# Buying a new full set of dumbbells and an adjustable bench



## AestheticManlet (Jun 12, 2012)

I've been thinking about getting a new full set of dbs for a little while now been putting it off with currently not working but I've got a little savings and just decided whatever I'll get what I want  . I've been working out about 2 years I did purchase some York Dial tech dbs which are interchangeable (5kg-32.5kg in 2.5kg increments), which I've been using for the past 18 months or so, they're not the best designed imo and starting to wear a little, but the main reason is I think they're a little "bulky" and do some what hinder movement (at least it feels this way for me), so I'm looking to buy something different.

I know dumbbells are dumbbells at the end of the day, but if I'm going to spend a fair bit of cash I want to get something decent lol that's going to last.
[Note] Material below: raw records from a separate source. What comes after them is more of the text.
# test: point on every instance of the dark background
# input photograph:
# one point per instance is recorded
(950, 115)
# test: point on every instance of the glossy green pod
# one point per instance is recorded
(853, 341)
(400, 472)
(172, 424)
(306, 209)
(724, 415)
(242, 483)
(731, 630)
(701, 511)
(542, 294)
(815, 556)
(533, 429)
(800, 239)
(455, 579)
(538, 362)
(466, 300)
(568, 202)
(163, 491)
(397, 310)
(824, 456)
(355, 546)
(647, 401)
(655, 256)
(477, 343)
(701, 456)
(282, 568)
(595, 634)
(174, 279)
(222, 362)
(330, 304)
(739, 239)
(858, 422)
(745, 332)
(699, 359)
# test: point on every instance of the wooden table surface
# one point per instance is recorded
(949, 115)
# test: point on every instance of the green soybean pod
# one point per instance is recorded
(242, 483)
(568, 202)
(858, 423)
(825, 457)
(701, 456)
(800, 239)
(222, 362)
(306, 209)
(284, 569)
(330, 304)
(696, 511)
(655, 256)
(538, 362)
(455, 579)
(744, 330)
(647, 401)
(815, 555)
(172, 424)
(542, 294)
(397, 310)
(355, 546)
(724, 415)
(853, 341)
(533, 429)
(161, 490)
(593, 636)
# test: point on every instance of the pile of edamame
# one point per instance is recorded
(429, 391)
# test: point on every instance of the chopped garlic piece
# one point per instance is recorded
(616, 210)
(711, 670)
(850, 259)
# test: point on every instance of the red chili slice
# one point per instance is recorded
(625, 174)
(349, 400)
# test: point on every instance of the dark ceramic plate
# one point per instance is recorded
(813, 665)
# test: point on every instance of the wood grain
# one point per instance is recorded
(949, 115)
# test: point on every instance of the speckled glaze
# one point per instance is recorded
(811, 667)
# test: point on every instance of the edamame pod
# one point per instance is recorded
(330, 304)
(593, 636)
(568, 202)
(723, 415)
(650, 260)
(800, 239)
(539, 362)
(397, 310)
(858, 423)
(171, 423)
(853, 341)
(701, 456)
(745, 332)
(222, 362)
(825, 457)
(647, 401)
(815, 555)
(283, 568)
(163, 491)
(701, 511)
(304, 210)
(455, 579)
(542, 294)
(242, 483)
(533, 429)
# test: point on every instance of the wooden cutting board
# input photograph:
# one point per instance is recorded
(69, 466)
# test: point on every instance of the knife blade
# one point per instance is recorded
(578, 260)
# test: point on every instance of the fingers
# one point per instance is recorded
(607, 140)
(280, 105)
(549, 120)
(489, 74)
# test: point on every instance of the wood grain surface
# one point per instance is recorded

So I'm asking has anyone recently purchased a set of dumbbells or possibly give some advice as to what type/style to get?

I'm also looking for a new adjustable bench, my current one is literally dropping to bits, it's only a very basic adjustable bench (3 angles) and had it about 2 years and looking to get something more up to date.

Would appreciate any replies if anyone knows of some good sites, or places they've recently bought the above from, I'm looking around and prices seem to vary a lot from site to site.

Thanks.


----------



## Dutchguy_Asia (Nov 22, 2012)

If you are willing to spend a lot of cash google the IRONMASTER quicklock dumbbells I got them and they are the best I ever used. They go up to 120lbs even 160lbs if needed. Standard up to 75lbs


----------